Name the emotion: If you feel overwhelmed, give the emotion a name. I feel angry. I feel frustrated. I feel sad. If you cannot isolate substantiating or instigating factors around you that sparked those feelings, see if you somehow triggered a past trauma that is resurfacing for attention. If not, then it is likely you are picking up on and mirroring the emotions of someone around you, even if their facial expression or action does not indicate they feel that way. Putting a name to the unease you feel helps you to decide if the feeling comes from you.

Take a shower: This is one of the faster ways to normalize. The element of water connects to the West which is about emotions and endings.

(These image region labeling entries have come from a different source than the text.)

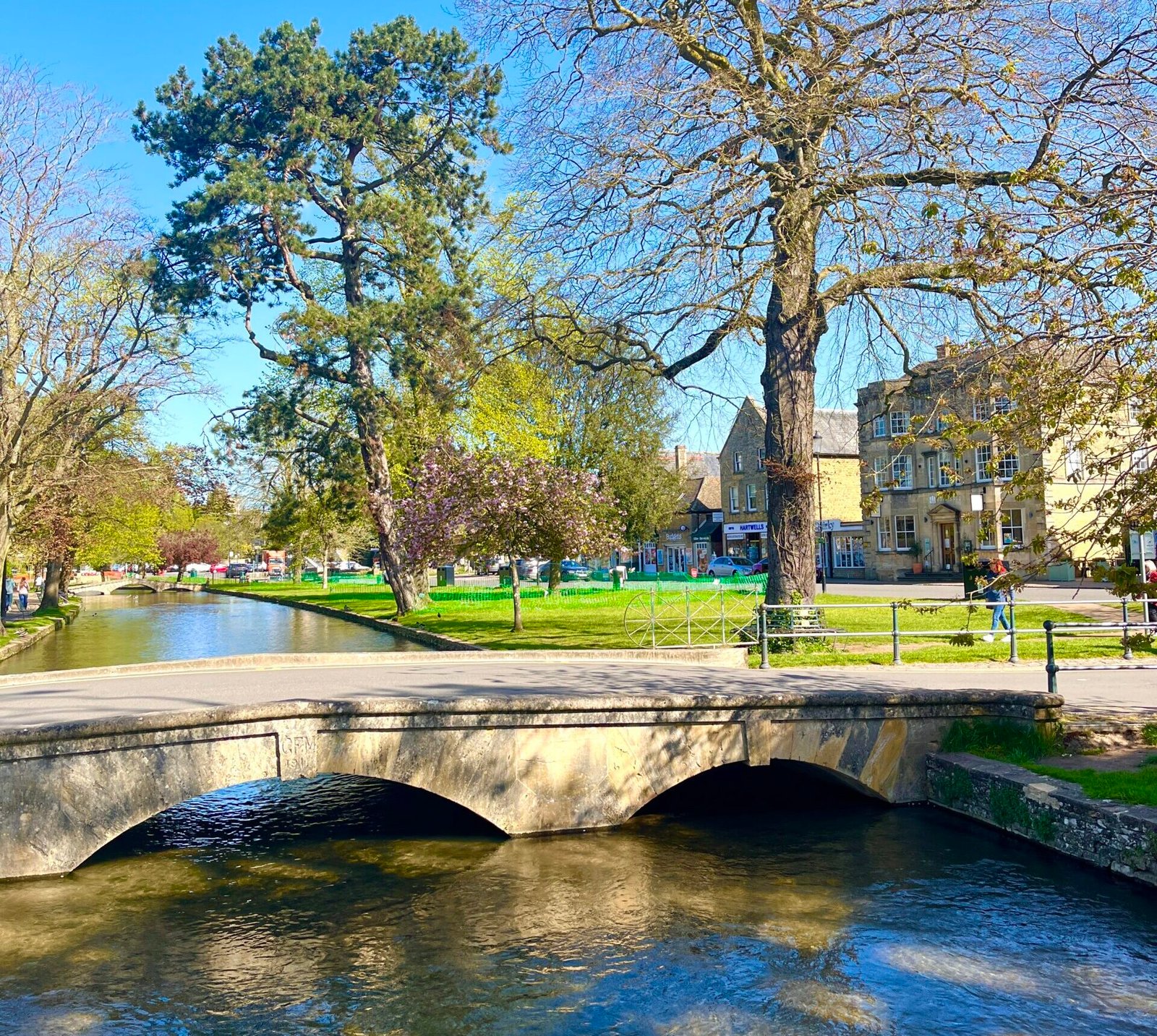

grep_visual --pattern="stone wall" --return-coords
[928,754,1157,886]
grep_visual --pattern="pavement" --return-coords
[0,654,1157,729]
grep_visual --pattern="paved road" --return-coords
[0,654,1143,729]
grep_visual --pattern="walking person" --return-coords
[980,557,1011,644]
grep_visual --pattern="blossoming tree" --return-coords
[403,443,623,633]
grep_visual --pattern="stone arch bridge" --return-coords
[72,577,205,596]
[0,656,1061,878]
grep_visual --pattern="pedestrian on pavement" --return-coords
[980,557,1012,644]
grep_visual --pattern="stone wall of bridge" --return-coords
[0,691,1061,878]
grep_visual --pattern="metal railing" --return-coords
[1043,609,1157,694]
[756,598,1157,669]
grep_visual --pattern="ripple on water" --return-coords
[0,777,1157,1036]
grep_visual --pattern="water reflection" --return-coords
[0,592,424,673]
[0,778,1157,1036]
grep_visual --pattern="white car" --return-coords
[707,557,751,577]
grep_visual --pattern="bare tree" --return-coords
[0,66,195,629]
[465,0,1157,600]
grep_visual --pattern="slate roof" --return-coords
[748,395,860,457]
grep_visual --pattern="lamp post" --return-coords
[811,432,827,593]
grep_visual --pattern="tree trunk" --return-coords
[39,557,64,612]
[760,228,827,604]
[511,550,522,633]
[349,346,427,615]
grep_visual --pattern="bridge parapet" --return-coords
[0,691,1061,878]
[72,578,205,596]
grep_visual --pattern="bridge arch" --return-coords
[0,684,1059,878]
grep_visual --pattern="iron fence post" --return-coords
[1045,619,1056,694]
[756,602,772,669]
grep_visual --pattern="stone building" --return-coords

Let the water wash over you, purifying you, refreshing you, and carrying the emotions down the drain. If you cannot shower, simply wash your hands. There is a reason why the washing of hands symbolizes abdication of responsibility for a situation. It clears your connection to another person or circumstance.

Breathe: Regulated breathing can also return you to energetic baseline. Breathe in through your nose for a count of 6, hold it for 3 beats, then breathe out through your nose for 6. Repeat until the emotion passes. We hold our breath when we feel emotionally overwhelmed or the breath becomes rapid and erratic if we feel upset or threatened. Patterned breathing calms and centers us.

Ground yourself: Hold a black stone, any black stone. I prefer smooth basalt like massage stones. Push the unwanted energy you feel into the stone. Hug a tree. Take your shoes off and walk in the dirt. Garden and get your hands into some potting soil. 

Practice excellent self-care: Set boundaries, say “no,” make time for mindful energy recalibration, distance yourself from people whose dramatic emotions pull you under with them, and limit exposure to toxic people who trigger unresolved trauma responses in you until you feel ready to address those underlying traumas.

Take social media breaks: Truly, our spirits have not caught up to the unlimited access and information social media inflicts upon us. We need time away from the input of others and from sharing ourselves with the world. Technology affords incredible sociocultural advances, but our more primal brains are evolutionarily wired for the limited information we process when living in an isolated village. If you are unable or unwilling to take a day off from social media/messaging, then there might be deeper problems you need to address within yourself. Yes, we are a conjoined, connected species, and yet, the codependent relationship set up through digital connection is the way that most people today become overwhelmed. Take time off to breathe and be. 

Someone once told me that empaths are “special needs people” and that really hit me hard. We are and it is essential that we assertively manage our environments and ourselves to stay safe and sane.